Distributed Quantum Learning over Near-term Devices: Convergence Analysis and Security Design

Researchers present a distributed quantum learning (DQL) framework combining convergence analysis for practical quantum systems with an adaptive post-quantum cryptographic architecture. The study demonstrates that dynamic security mechanisms reduce execution overhead by 49% while maintaining 91% threat detection accuracy, addressing scalability challenges in multi-device quantum computing infrastructure.

This research tackles a critical intersection of quantum computing development and cybersecurity infrastructure. As quantum devices proliferate and interconnect for distributed machine learning applications, the need for both theoretical understanding and practical security mechanisms becomes urgent. The paper's contribution extends beyond incremental improvements by integrating convergence analysis with adaptive security in a single framework—a recognition that performance and resilience cannot be optimized independently in quantum systems.

The convergence analysis reveals fundamental trade-offs between three variables: convergence rate, measurement shots, and participating device subset size. This insight matters because it provides quantum developers with quantifiable parameters for system design, moving beyond abstract theoretical bounds toward practical deployment guidelines.
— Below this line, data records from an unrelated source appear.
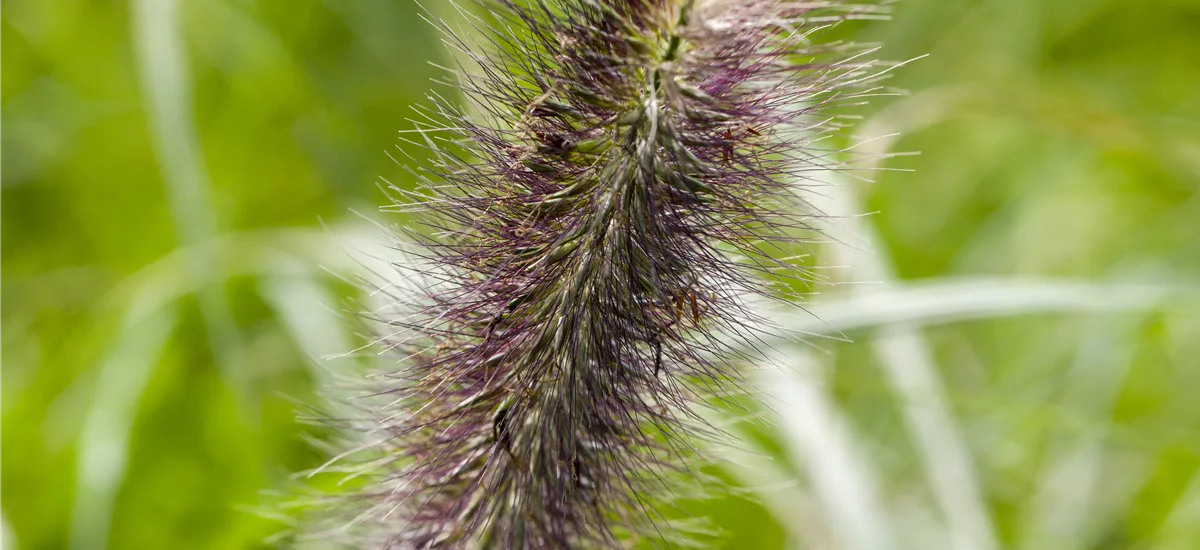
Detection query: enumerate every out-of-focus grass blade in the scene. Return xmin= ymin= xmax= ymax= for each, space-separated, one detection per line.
xmin=103 ymin=226 xmax=377 ymax=324
xmin=868 ymin=323 xmax=994 ymax=550
xmin=131 ymin=0 xmax=244 ymax=406
xmin=756 ymin=351 xmax=896 ymax=550
xmin=732 ymin=274 xmax=1183 ymax=548
xmin=2 ymin=511 xmax=15 ymax=550
xmin=68 ymin=306 xmax=179 ymax=550
xmin=1018 ymin=315 xmax=1146 ymax=550
xmin=790 ymin=166 xmax=1189 ymax=550
xmin=707 ymin=424 xmax=832 ymax=549
xmin=812 ymin=174 xmax=998 ymax=550
xmin=779 ymin=278 xmax=1187 ymax=337
xmin=259 ymin=265 xmax=353 ymax=389
xmin=1155 ymin=471 xmax=1200 ymax=549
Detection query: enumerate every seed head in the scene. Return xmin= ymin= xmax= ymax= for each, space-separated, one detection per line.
xmin=312 ymin=0 xmax=887 ymax=547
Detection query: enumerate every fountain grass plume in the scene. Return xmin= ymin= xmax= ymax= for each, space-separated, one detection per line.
xmin=313 ymin=0 xmax=890 ymax=547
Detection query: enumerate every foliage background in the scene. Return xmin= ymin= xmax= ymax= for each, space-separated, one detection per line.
xmin=3 ymin=0 xmax=1199 ymax=548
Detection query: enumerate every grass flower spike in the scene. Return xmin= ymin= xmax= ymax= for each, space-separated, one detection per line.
xmin=320 ymin=0 xmax=887 ymax=547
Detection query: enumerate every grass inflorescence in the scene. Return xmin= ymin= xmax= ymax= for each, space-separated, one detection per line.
xmin=314 ymin=0 xmax=889 ymax=547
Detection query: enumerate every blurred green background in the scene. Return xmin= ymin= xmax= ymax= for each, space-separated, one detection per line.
xmin=3 ymin=0 xmax=1199 ymax=549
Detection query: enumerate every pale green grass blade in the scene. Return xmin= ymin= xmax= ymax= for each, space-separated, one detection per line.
xmin=261 ymin=274 xmax=347 ymax=375
xmin=2 ymin=511 xmax=14 ymax=550
xmin=812 ymin=176 xmax=998 ymax=550
xmin=868 ymin=323 xmax=994 ymax=550
xmin=757 ymin=351 xmax=896 ymax=550
xmin=1017 ymin=315 xmax=1146 ymax=550
xmin=1155 ymin=471 xmax=1200 ymax=549
xmin=259 ymin=265 xmax=354 ymax=391
xmin=781 ymin=278 xmax=1185 ymax=336
xmin=708 ymin=439 xmax=826 ymax=549
xmin=68 ymin=307 xmax=179 ymax=550
xmin=131 ymin=0 xmax=244 ymax=404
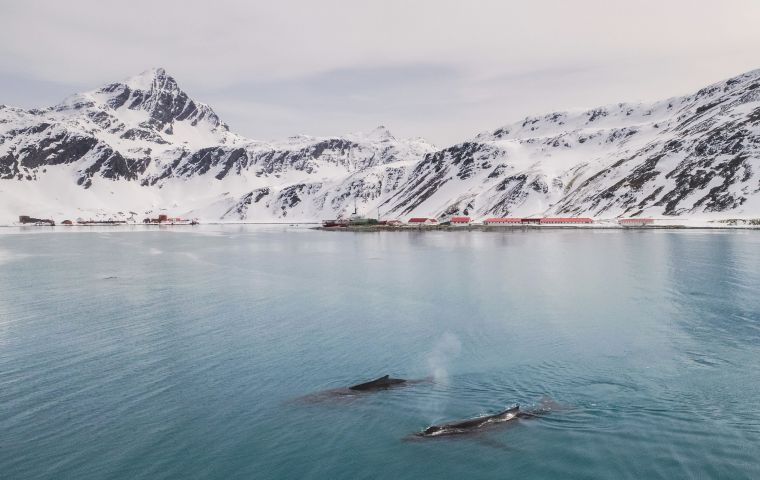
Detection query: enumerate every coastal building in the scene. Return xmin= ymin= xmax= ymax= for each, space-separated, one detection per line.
xmin=62 ymin=220 xmax=73 ymax=225
xmin=408 ymin=217 xmax=438 ymax=225
xmin=539 ymin=217 xmax=594 ymax=224
xmin=450 ymin=216 xmax=471 ymax=225
xmin=141 ymin=214 xmax=193 ymax=225
xmin=482 ymin=217 xmax=595 ymax=225
xmin=618 ymin=218 xmax=654 ymax=226
xmin=484 ymin=218 xmax=522 ymax=225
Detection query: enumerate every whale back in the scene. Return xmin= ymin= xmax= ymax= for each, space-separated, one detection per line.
xmin=489 ymin=405 xmax=518 ymax=420
xmin=349 ymin=375 xmax=405 ymax=391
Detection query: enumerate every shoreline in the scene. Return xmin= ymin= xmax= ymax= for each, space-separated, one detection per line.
xmin=0 ymin=222 xmax=320 ymax=228
xmin=315 ymin=224 xmax=760 ymax=232
xmin=2 ymin=222 xmax=759 ymax=232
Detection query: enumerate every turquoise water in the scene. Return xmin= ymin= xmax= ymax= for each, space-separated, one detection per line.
xmin=1 ymin=227 xmax=760 ymax=479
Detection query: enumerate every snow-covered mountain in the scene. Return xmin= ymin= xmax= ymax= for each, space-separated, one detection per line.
xmin=1 ymin=67 xmax=759 ymax=223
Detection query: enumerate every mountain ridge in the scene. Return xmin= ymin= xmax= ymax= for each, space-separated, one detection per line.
xmin=1 ymin=67 xmax=759 ymax=223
The heterogeneous data distribution assumption reflects real-world scenarios where quantum devices across networks possess different data characteristics, a complexity often overlooked in earlier theoretical work.

The adaptive security layer represents a pragmatic response to quantum threats. Rather than applying uniform NIST-compliant cryptography across all scenarios—which incurs substantial computational overhead—the framework dynamically adjusts security parameters based on threat assessment. The 49% reduction in security execution time while maintaining 91% threat detection demonstrates that intelligent adaptation outperforms static approaches, a finding with implications for resource-constrained quantum deployments.
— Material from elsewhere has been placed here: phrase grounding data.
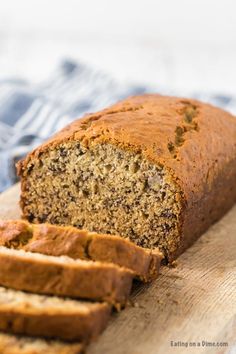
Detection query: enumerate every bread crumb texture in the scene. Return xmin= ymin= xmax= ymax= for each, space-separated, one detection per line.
xmin=0 ymin=332 xmax=83 ymax=354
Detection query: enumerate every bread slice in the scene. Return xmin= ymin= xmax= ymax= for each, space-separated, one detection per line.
xmin=17 ymin=95 xmax=236 ymax=261
xmin=0 ymin=286 xmax=110 ymax=342
xmin=0 ymin=220 xmax=163 ymax=282
xmin=0 ymin=332 xmax=84 ymax=354
xmin=0 ymin=246 xmax=133 ymax=305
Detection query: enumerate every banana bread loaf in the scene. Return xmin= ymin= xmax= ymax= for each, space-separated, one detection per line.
xmin=0 ymin=332 xmax=84 ymax=354
xmin=0 ymin=220 xmax=163 ymax=282
xmin=0 ymin=286 xmax=110 ymax=342
xmin=0 ymin=246 xmax=133 ymax=304
xmin=17 ymin=95 xmax=236 ymax=260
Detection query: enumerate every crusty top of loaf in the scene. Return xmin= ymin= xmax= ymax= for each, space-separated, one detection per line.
xmin=17 ymin=94 xmax=236 ymax=202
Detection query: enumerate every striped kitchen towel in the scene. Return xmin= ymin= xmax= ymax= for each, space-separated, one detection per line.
xmin=0 ymin=60 xmax=148 ymax=192
xmin=0 ymin=59 xmax=236 ymax=192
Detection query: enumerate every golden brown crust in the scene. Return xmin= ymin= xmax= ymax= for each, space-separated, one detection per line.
xmin=0 ymin=309 xmax=108 ymax=343
xmin=0 ymin=220 xmax=163 ymax=281
xmin=0 ymin=246 xmax=133 ymax=305
xmin=0 ymin=220 xmax=32 ymax=247
xmin=86 ymin=232 xmax=163 ymax=282
xmin=26 ymin=226 xmax=163 ymax=282
xmin=17 ymin=95 xmax=236 ymax=260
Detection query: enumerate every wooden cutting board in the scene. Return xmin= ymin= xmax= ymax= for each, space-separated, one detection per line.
xmin=0 ymin=184 xmax=236 ymax=354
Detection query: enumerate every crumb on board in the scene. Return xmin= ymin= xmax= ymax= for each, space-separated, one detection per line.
xmin=168 ymin=260 xmax=178 ymax=268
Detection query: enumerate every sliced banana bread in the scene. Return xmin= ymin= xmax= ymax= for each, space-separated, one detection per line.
xmin=17 ymin=95 xmax=236 ymax=261
xmin=0 ymin=246 xmax=133 ymax=305
xmin=0 ymin=333 xmax=84 ymax=354
xmin=0 ymin=220 xmax=163 ymax=282
xmin=0 ymin=286 xmax=110 ymax=341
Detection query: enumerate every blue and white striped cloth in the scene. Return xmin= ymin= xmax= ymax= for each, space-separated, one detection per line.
xmin=0 ymin=60 xmax=148 ymax=192
xmin=0 ymin=59 xmax=236 ymax=192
For the quantum computing industry, this research validates that large-scale DQL systems are feasible within current hardware constraints when properly optimized. The physical testbed validation strengthens credibility beyond simulation results. Organizations developing quantum infrastructure should monitor these findings as evidence that security need not become a bottleneck to quantum computing adoption.

• →Adaptive post-quantum cryptography reduces security overhead by 49% compared to static approaches while maintaining 91% threat detection.
• →Convergence analysis reveals fundamental trade-offs between convergence rate, measurement shots, and device participation that guide practical system design.
• →Dynamic threat monitoring and parameter adjustment across NIST-compliant security levels improves efficiency in distributed quantum systems.
• →Physical testbed validation confirms theoretical predictions and demonstrates practical feasibility of large-scale quantum learning.
• →Heterogeneous data distributions and partial device participation are critical practical factors previously underexplored in quantum learning theory.